Waldbrand in Großarl rasch unter Kontrolle gebracht

Mittwoch Abend gegen 17:30 Uhr wurde die Feuerwehr Großarl zu einem Waldbrand in unwegsamem Gelände nahe der Bachalm alarmiert. Eine Einheimische hatte einen Blitzeinschlag und kurz darauf einen Feuerschein wahrgenommen.
Die Einsatzstelle befand sich auf rund 1.700 Metern Seehöhe und war nur schwer erreichbar.

Um die Ausbreitung eines Waldbrandes zu verhindern ist es essentiell, diesen in einer so frühen Phase wie möglich zu bekämpfen. Aufgrund der Unzugänglichkeit der Einsatzstelle wurde vom Einsatzleiter daher sofort ein Hubschrauber zur Unterstützung angefordert.

Bei einem Erkundungsflug wurde festgestellt, dass ein einzelner Baum in Brand stand. Das Feuer wurde daraufhin mit Wasserabwürfen aus der Luft bekämpft.
Für die Wasserentnahme war bereits während des Erkundungsfluges ein Faltbehälter im Tag aufgebaut worden, der aus der Großarler Ache hätte befüllt werden sollen.
Da sich jedoch ein Speicherteich in Reichweite befand, wurde entschieden, das Löschwasser aus diesem zu entnehmen.

Nach sechs Löschflügen wurde eine weitere Erkundung durchgeführt.
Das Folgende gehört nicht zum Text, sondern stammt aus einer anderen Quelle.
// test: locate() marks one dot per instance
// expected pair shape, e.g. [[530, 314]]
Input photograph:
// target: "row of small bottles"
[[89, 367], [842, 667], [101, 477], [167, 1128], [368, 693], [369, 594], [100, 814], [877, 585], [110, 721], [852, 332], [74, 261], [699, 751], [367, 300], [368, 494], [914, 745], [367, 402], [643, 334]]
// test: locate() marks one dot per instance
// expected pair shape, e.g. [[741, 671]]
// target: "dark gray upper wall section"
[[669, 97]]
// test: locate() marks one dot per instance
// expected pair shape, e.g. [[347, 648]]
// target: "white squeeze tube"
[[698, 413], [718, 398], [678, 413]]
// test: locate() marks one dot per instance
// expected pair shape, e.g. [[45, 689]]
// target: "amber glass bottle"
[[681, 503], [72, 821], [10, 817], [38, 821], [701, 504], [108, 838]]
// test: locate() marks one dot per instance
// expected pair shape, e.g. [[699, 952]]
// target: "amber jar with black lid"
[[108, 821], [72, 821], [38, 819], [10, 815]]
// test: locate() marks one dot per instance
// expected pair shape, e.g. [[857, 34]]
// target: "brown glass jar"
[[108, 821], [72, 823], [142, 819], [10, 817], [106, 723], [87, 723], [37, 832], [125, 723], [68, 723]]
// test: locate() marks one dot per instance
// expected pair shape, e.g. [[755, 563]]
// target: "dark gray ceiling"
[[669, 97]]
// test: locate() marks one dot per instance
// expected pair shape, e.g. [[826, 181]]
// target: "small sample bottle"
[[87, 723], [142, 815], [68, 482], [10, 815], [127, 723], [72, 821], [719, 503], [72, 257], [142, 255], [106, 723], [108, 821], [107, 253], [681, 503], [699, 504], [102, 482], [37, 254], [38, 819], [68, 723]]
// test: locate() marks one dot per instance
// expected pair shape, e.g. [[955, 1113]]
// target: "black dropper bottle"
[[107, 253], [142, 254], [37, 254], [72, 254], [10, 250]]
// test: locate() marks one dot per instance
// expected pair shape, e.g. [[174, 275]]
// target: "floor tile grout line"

Dabei konnte zunächst kein Brand mehr festgestellt werden. Der Brand galt daher als unter Kontrolle. Wegen eines aufziehenden Gewitters, das einen weiteren Hubschraubereinsatz unmöglich machte, wurde aber entschieden, noch einige Löschflüge durchzuführen und die Umgebung zu durchnässen, so lange dies noch möglich ist.

Gegen 20:00 Uhr wurde der Hubschraubereinsatz dann wegen des Unwetters unterbrochen. Mit dem Gewitter hatte auch starker Niederschlag eingesetzt.

Um 20:20 wurde schließlich „Brand aus“ gemeldet.

Im Einsatz standen rund 50 Kräfte der Feuerwehr Großarl, ein Hubschrauber der Flugpolizei aus Salzburg, die Feuerwehr St. Johann mit Waldbrandausrüstung und Flughelfern, die Drohne Pongau, das Einsatzleitfahrzeug Pongau und das Kerosinfahrzeug des Landesfeuerwehrverbandes Salzburg.